Preek over Psalmen 139:8

2011-11-20 v.m.

Ds. A. van der Dussen

Herdenken en verwachten

Liturgie:

♪ Gezang 121: 1, 4
(ter nagedachtenis aan broeder Tijs Huisman)
♪ E40 – En de Geest en de bruid zeggen: Kom!
♪ E169: 1, 2, 6 – Nu gaan de bloemen nog dood
Galaten 6: 8-10
♪ Psalm 119: 15
Psalmen 139:1-12
♪ Psalm 68: 7
Openbaring 21: 1-5a
♪ Gezang 114
♪ Gezang 299

Contrast

Vorige week hadden we de feestelijke en levendige belijdenisdienst.

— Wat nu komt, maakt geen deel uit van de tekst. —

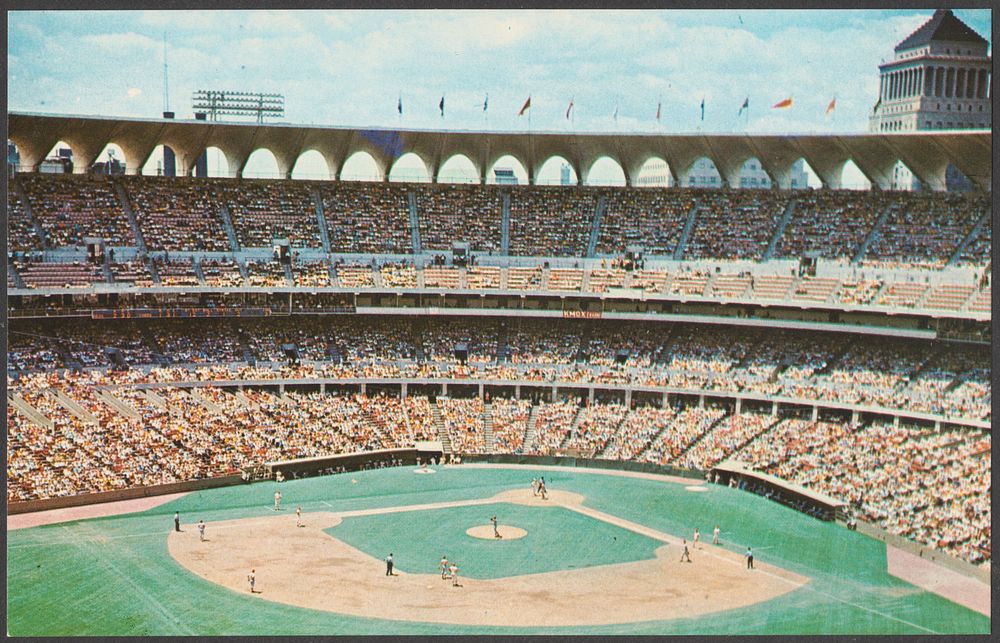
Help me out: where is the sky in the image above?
[8,9,992,182]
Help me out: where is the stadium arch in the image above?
[631,156,677,188]
[291,149,337,181]
[434,153,483,184]
[530,154,582,186]
[388,152,431,183]
[337,150,387,181]
[239,147,285,179]
[581,155,630,186]
[485,154,531,185]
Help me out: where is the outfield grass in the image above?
[7,467,990,636]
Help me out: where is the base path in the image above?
[167,489,808,627]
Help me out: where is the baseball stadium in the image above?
[6,10,992,637]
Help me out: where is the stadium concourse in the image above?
[7,136,992,632]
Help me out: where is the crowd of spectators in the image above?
[411,185,503,254]
[121,176,230,252]
[684,190,788,259]
[437,397,493,453]
[320,182,413,254]
[8,173,992,268]
[737,420,991,563]
[510,186,599,257]
[597,188,698,256]
[7,185,44,253]
[220,180,322,248]
[20,174,135,248]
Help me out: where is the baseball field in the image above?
[7,465,990,636]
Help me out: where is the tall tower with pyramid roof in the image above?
[868,9,992,133]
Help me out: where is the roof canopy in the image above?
[896,9,986,51]
[8,113,993,191]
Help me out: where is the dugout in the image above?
[711,460,846,520]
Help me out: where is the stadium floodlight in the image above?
[191,89,285,123]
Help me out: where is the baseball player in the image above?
[680,540,691,563]
[490,514,503,538]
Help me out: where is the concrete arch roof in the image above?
[8,112,993,190]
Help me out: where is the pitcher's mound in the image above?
[465,525,528,540]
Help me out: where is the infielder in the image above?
[490,514,503,538]
[441,556,448,580]
[680,540,691,563]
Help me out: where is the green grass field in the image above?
[7,467,990,636]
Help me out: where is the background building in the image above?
[868,9,993,190]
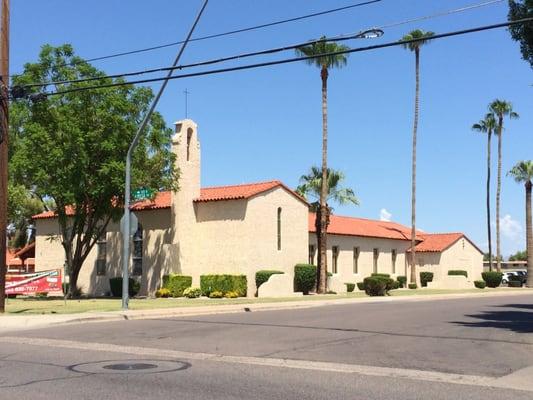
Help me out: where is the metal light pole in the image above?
[0,0,9,313]
[121,0,209,310]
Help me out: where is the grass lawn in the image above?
[6,288,524,315]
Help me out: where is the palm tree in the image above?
[296,166,359,292]
[296,36,349,293]
[402,29,434,283]
[472,113,496,271]
[509,160,533,287]
[489,99,518,272]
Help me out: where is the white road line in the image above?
[0,336,533,392]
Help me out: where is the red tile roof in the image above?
[33,181,307,219]
[194,181,307,204]
[309,213,418,240]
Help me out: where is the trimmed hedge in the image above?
[200,275,248,297]
[448,269,468,278]
[109,276,141,297]
[363,276,394,296]
[294,264,317,294]
[162,274,192,297]
[396,275,407,287]
[481,271,503,288]
[370,272,390,278]
[420,272,433,287]
[255,269,284,289]
[474,281,487,289]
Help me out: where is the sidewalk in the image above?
[0,289,533,333]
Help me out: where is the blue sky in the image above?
[10,0,533,255]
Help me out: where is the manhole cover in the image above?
[68,360,191,374]
[102,363,157,371]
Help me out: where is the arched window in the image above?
[187,128,192,161]
[278,207,281,250]
[132,224,143,276]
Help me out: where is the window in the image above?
[96,232,107,276]
[187,128,192,161]
[278,207,281,250]
[331,246,339,274]
[373,249,379,274]
[309,244,315,265]
[132,224,143,276]
[353,247,359,274]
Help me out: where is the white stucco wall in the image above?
[309,233,410,290]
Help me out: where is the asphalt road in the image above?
[0,295,533,400]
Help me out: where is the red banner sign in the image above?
[6,269,63,294]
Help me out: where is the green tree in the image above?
[489,99,518,272]
[296,36,349,293]
[509,160,533,287]
[296,166,359,290]
[509,250,527,261]
[472,113,496,271]
[10,45,178,296]
[509,0,533,67]
[401,29,434,283]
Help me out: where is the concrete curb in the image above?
[0,289,533,333]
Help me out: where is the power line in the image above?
[19,29,383,88]
[29,17,533,97]
[8,0,383,76]
[16,0,504,88]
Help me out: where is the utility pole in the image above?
[0,0,9,313]
[183,88,191,118]
[121,0,209,310]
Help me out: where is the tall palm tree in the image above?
[489,99,518,272]
[296,166,359,287]
[296,36,349,293]
[472,113,496,271]
[401,29,434,283]
[509,160,533,287]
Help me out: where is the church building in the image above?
[34,120,483,296]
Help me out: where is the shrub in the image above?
[370,272,390,278]
[420,272,433,287]
[294,264,316,294]
[183,287,202,299]
[209,290,223,299]
[163,274,192,297]
[481,271,503,287]
[200,275,248,297]
[155,288,170,299]
[255,269,284,289]
[396,275,407,287]
[448,269,468,278]
[109,276,141,297]
[474,281,487,289]
[363,276,394,296]
[62,282,82,297]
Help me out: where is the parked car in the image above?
[502,271,516,283]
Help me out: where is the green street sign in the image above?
[131,188,154,201]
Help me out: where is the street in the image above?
[0,295,533,399]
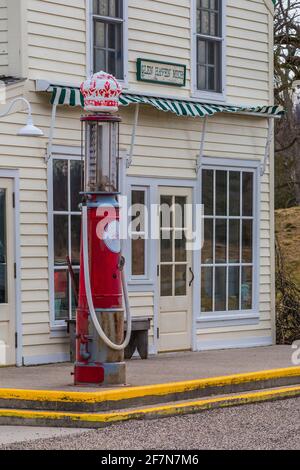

Vandaag staan we ingetogen stil bij het thema ‘Herdenken en Verwachten’. Vorige week was er veel inbreng van jongeren. Vanmorgen worden overleden broeders en zusters herdacht die al wat ouder, of zelfs hoogbejaard waren. Kan het contrast groter? Toch waren vorige week de ouderen zeer betrokken op de dienst. Ik hoop dat vanmorgen de jongeren evenzeer betrokken zijn. Daarbij wil ik helpen met de Schriftlezing van vanmorgen: Psalm 139. Want laat uit die psalm vorige week nu ook gelezen zijn! Veel jongeren voelen zich aangesproken door deze psalm. Niet toevallig is een populair opwekkingslied erdoor geïnspireerd: “Heer, U doorgrondt en kent mij.” Vanmorgen opnieuw: aandacht voor Psalm 139, waarmee de verbinding met die blije belijdenisdienst zichtbaar wordt.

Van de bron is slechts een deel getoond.